Per parlare di boom bisognerà aspettare ancora cinque anni, quando la produzione dei castagneti sardi sarà a pieno regime. Eppure già adesso i numeri parlano di rami sempre più carichi e consumi in crescita, che rendono la coltura castanicola una risorsa sempre più importante per l'economia agricola sarda. Dalle elaborazioni della Coldiretti dei dati forniti da Laore, il mercato di castagne e marroni oggi è fermo a 300mila euro, concentrati nel quadrilatero Desulo, Tonara, Belvì, Aritzo. Ma può arrivare a una produzione lorda vendibile di valore pari a 16 milioni di euro.

«È una coltura a lungo trascurata, ma rappresenta un'ottima integrazione al reddito per le nostre aziende agricole delle aree montane», osserva il presidente di Coldiretti Sardegna, Battista Cualbu, «è redditizia e richiede poche spese, dato che non servono trattamenti».

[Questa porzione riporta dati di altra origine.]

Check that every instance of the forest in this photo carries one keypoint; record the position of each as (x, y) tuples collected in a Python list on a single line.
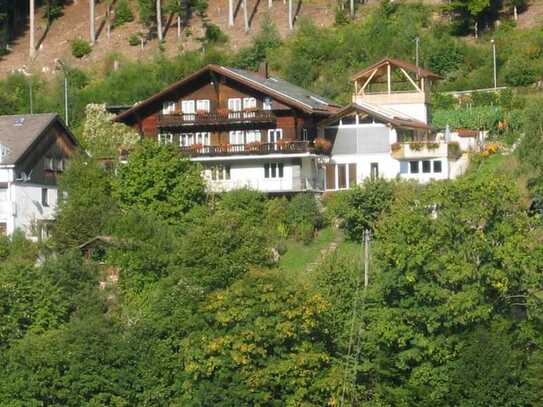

Attualmente si stima siano circa 2mila gli ettari destinati alle castagne sul territorio regionale. Quelli riservati alle piante da frutto però sono poco più della metà (1090 ettari). Il 90% è ubicato nella Barbagia-Mandrolisai (Desulo, Tonara, Belvì, Aritzo), il 5% a Seui e nella Barbagia di Ollolai. La fettina restante, nel Goceano e nel Montiferru.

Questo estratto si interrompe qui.